Tangis Farhan semakin pecah saat mengingat masa-masa sulit itu. Ia menjadi orang pertama yang tidak terima melihat anak berusia empat tahun itu ditinggal orang tuanya. Terkadang juga, Farhan merasa dunia sama sekali tidak adil. Kenapa harus anak sekecil itu yang menjadi korban atas kematian yang diciptakan Tuhan? Mungkin Farhan akan terima jika mereka pergi di saat si kembar sudah dewasa. Tapi ini ... empat tahun! Usia di mana mental mereka masih sangat polos. Sampai Farhan merasa khawatir dengan pertumbuhan kedua bocah itu untuk kedepannya.
"Aku sungguh tidak kuat melihat tangis mereka setiap hari. Semua itu terus berlarian di kepala. Aku tidak pernah lupa wajah polos dan tangis tulus mereka saat berdoa. Walau pun mereka tidak merengek di depanku, tapi aku tahu persis bahwa kematian orang tuanya mempengaruhi psikis kedua bocah kembar itu."
Suara parau Farhan terdengar semakin kacau. Lisa tak bisa berbuat apa-apa selain mendekap sang suami lebih dalam.

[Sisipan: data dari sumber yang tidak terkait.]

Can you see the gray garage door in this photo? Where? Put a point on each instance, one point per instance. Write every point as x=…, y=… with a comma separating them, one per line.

"Kematian mereka adalah bukti nyata bahwa harta dan kekuasaan yang aku miliki tidak ada gunanya sama sekali. Dari situ aku mulai berpikir, bahwa nyawa jauh lebih berharga daripada harta yang aku kejar selama ini. Sebanyak apapun uang yang dimiliki keluarga Haris, tak akan pernah bisa menghidupkan tokoh Reyno dan Jennie kembali. Saat itu aku hanya bisa kalap, lalu mengamuk karena tidak bisa menghadapi ketidak berdayaan untuk pertama kalinya. Uang? Benda itu tidak bisa berperan apa-apa ketika takdir sudah datang menyapa."
Lisa merasa tertampar. Ia teringat kedua orang tuanya yang telah berpulang kepada Tuhan. Ia tahu persis rasanya digunjing teman-teman seumurannya karena tidak punya orang tua. Ah, sakit ... rasanya sungguh sakit. Memangnya anak yatim atau piatu tidak pantas hidup? Sepertinya dunia ini bukan tempat yang aman untuk anak yang berbeda sepertinya. Hampir semua orang benci melihat anak yang nasibnya berbeda dengan anak lainnya. Mereka menolak kehadiran mahluk seperti Lisa.

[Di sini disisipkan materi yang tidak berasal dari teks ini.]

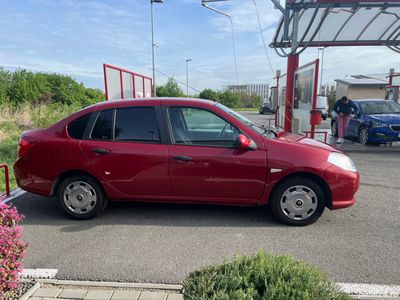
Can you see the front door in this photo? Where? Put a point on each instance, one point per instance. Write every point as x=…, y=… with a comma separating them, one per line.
x=205, y=164
x=129, y=155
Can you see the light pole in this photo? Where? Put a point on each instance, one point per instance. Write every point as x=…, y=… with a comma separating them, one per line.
x=153, y=44
x=187, y=77
x=322, y=68
x=204, y=3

"Ma-mas!" Lisa memanggil Farhan dengan bibir setengah gemetar. Gadis itu merasa tertusuk mendengar ucapan Farhan. "Cukup ceritanya, aku sudah tidak kuat lagi, Mas. Hatiku sakit sekali."

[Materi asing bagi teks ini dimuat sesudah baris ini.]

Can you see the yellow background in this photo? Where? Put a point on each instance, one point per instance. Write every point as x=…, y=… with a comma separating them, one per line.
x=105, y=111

"Kini semua itu sudah berlalu. Aku sudah menemukan setitik cahaya untuk bangkit kembali. Sejak saat itu, aku memutuskan untuk mempercayai komitmen dengan wanita dan memikirkan pernikahan. Mungkin hanya dengan itu, hidup kedua bocah yang ditinggalkan orang tuanya bisa kembali normal."